I moved Ambiorix to secondary this morning. The original gravity was disappointingly low at 1.058 (should have been 1.070) and I’m worried that it may not have been an accurate reading. The gravity this morning was already at 1.018, which is a decent place to be. This could be a darker, sweeter beer than I anticipated. The taste at this point was pleasant though – the yeast gives it some good fruity flavors and I’m hoping that secondary will allow some more settling and lightening.
This is my first time using a Belgian yeast strain and I have an unfounded fear that it would infect my other batches, so I cleaned the fermenter very thoroughly after racking to secondary. My fear comes from a cask stout I had at the Lucky Lab last year that was hot & estery and tasted like the machine hadn’t been cleaned well enough. I don’t want any residual yeast in my next batch since it’s for Michelle. She’s getting a custom IPA.
Since Michelle can’t drink beer right now, I thought it would be fun to brew something that I would not ordinarily try.

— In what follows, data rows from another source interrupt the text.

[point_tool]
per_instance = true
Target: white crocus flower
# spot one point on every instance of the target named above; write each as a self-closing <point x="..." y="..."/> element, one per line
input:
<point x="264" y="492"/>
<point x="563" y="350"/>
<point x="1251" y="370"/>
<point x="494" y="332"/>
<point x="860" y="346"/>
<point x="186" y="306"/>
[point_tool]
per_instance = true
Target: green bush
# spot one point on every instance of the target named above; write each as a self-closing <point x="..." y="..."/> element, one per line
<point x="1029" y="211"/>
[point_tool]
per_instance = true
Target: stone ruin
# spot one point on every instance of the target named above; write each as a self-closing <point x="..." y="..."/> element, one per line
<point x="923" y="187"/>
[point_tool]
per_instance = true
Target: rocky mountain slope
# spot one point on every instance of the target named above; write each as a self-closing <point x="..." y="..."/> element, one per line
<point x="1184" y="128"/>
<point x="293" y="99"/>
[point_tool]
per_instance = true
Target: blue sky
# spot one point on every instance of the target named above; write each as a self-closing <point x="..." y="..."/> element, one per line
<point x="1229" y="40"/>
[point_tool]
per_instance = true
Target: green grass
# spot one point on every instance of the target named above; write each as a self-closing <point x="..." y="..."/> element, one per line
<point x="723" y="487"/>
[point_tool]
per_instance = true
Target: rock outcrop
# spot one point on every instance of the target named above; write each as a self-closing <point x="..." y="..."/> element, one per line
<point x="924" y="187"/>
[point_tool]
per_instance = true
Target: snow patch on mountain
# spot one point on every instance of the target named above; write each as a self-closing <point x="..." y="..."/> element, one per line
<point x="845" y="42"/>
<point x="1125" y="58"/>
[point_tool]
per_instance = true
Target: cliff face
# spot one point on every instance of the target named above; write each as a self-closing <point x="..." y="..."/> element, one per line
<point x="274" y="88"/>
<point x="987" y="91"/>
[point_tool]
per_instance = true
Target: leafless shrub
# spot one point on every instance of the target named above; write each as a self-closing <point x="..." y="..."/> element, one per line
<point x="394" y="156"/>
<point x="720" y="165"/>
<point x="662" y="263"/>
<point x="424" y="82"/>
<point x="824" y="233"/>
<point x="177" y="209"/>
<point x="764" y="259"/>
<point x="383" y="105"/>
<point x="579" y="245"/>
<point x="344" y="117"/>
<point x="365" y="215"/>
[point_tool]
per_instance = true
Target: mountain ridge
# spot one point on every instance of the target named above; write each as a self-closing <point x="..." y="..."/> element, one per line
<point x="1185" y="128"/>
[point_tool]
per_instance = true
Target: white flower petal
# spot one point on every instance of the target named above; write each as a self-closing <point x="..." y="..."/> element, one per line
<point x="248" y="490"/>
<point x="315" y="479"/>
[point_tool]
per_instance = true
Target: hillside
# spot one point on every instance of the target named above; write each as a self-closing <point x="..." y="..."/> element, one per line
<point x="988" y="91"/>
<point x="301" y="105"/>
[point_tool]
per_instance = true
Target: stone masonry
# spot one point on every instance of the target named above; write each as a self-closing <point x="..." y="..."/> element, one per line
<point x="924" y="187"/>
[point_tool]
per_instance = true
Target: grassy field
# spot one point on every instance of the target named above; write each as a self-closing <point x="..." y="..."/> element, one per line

Yesterday I brewed my first Belgian-style beer; a golden strong ale. Since it is a partial mash recipe, the wort was a little darker than I anticipated even though I used 1/2 pale and 1/2 pilsner liquid extract. Live and learn, I guess.
- 4 lbs light LME
- 4 lbs extra-light LME
- 1 lbs Carapils (steeped)
- 1 lbs Cane Sugar
- 1 oz Santiam (6.5% aa) @ 60 min
- 1 oz Santiam (6.5% aa) @ 10 min
- 1 oz Crystal (3.9% aa) @ 8 min
- 1.5 oz Crystal (3.9% aa) @ 2 min
- Fermentis T-58 dry ale yeast
I pitched a starter for the yeast on Friday and the stuff wasted no time turning the wort into beer – I had fermentation within 6 hours and this morning it was going crazy. I’ll be watching the temperature to see if it gets too warm, in which case I’ll move it down into the basement.